On 24 July 2007, the National Security Division was once again reorganised and became the National Security Council, where the State Security Division became the State Security Council and the District Security Division became the District Security Council. The reorganisation was to ensure that the National Security Council carried out its function as a policy maker relating to national safety and to provide instructions on safety as a whole.

On 26 October 2016, a Special Operations counter-terrorism Task force was added under NSC as a response to global terrorism activity. The world first one-of-a-kind unit is a combination of Special Operations Force between Malaysian Armed Forces, Royal Malaysian Police and Malaysian Maritime Enforcement Agency.

== Functions ==
Leading the formulation, coordination, and implementation of national security policies comprehensively, integratively, and effectively.
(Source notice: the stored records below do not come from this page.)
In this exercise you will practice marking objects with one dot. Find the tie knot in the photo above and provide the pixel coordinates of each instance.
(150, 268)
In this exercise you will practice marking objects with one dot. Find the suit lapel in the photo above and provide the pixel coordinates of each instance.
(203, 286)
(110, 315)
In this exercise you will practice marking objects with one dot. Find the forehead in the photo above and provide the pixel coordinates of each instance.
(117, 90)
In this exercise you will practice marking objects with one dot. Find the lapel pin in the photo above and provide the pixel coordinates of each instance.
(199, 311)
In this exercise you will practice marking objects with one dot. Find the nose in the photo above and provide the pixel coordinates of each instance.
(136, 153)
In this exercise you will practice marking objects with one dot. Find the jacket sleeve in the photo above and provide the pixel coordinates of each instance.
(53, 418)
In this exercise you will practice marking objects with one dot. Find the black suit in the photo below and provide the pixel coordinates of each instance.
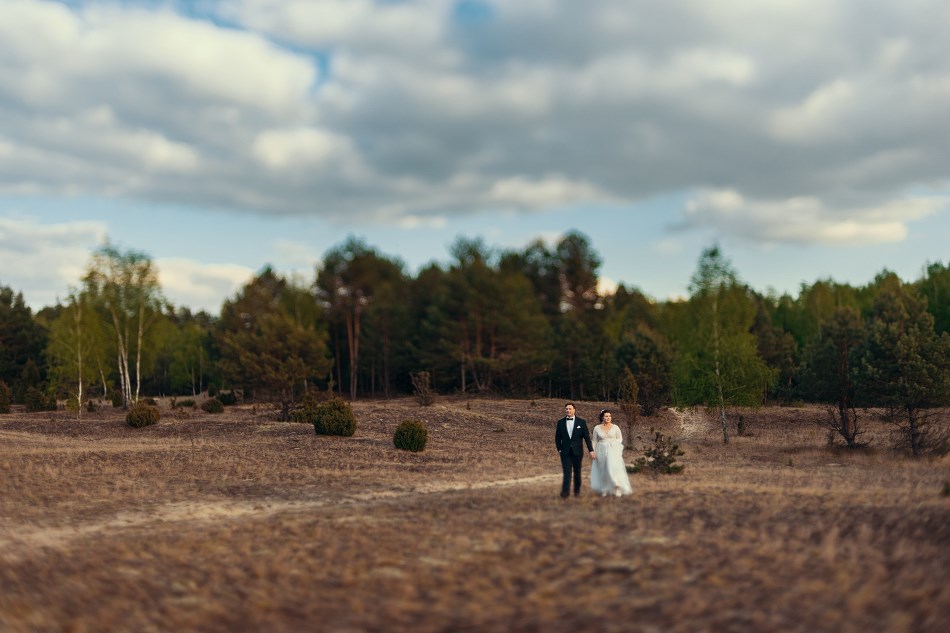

== List of Directors-General of the National Security Council==

| No. | Name | Term start | Term end | Ref |
|---|---|---|---|---|
| 1. | Zulkifeli Mohd Zin | 15 August 2016 | 31 August 2018 |  |
| 2. | YM Datuk Seri Utama Engku Hamzah Tuan Mat | 1 September 2018 | 29 September 2019 |  |
| 3. | Datuk Seri Utama Mohd Rabin Basir | 7 October 2019 | 15 July 2020 |  |
| 4. | Datuk Seri Utama Bujang Md Saad Ulis | 15 July 2021 | 15 February 2023 |  |
| 5. | Datuk Mohamed Thajudeen Abdul Wahab | 15 February 2023 | 1 November 2024 |  |
| 6. | Datuk Mohammed Farid Dato' Baharudiin | 1 November 2024 | Incumbent |  |

== Members ==

===Permanent members===

| No. | Name | Official Office | Ref |
| 1. | Dato' Seri Anwar Ibrahim, Chairman | Prime Minister |  |
| 2. | Dato’ Seri Dr. Ahmad Zahid Hamidi, Dato’ Seri Fadillah Yusof, Deputy Chairman | Deputy Prime Minister |
| 3. | Datuk Mohamed Thajudeen Abdul Wahab | Director-General of National Security Council |
| 4. | Dato' Seri Mohamed Khaled Nordin | Minister of Defence |
| 5. | Dato' Seri Saifuddin Nasution Ismail | Minister of Home Affairs |
| 6. | Datuk Ahmad Fahmi Mohamed Fadzil | Minister of Communications and Digital |
| 7. | Shamsul Azri Abu Bakar | Chief Secretary to the Government |
| 8. | Tan Sri Malek Razak Sulaiman | Chief of Defence Forces |
| 9. | IGP Tan Sri Mohd Khalid Ismail | Inspector-General of Police |

==National Security Council Bill 2015==
On Thursday, 3 December 2015, The National Security Council Bill 2015 was passed in Parliament after a marathon six-hour proceeding. The bill was passed quickly, taking two days to gain the majority vote, with 107 in favour and 74 against the bill. Among the contents of the bill are:

- Clause 18 (1): PM has full discretion to decide where 'security area' is
- Clause 18 (3) and (4): Initial declaration of ‘security area’ lasts for 6 months but may be renewed by PM indefinitely
- Clause 22–30: security forces can arrest without warrant; stop and search; enter and search premise; take possession of any land, building or movable property.
- Clause 37: All NSC's affairs are done in absolute secrecy
- Clause 38: No action or lawsuit can be brought against the NSC

Unlike the Internal Security Act 1960 which requires the discretion of the Yang di-Pertuan Agong, the NSC bill is under the direct authority of the Prime Minister. Further, while the Prime Minister has to seek advice from the 8-man security council, he can choose to ignore the advice. The Malaysian Bar called the bill a "lurch towards an authoritarian government".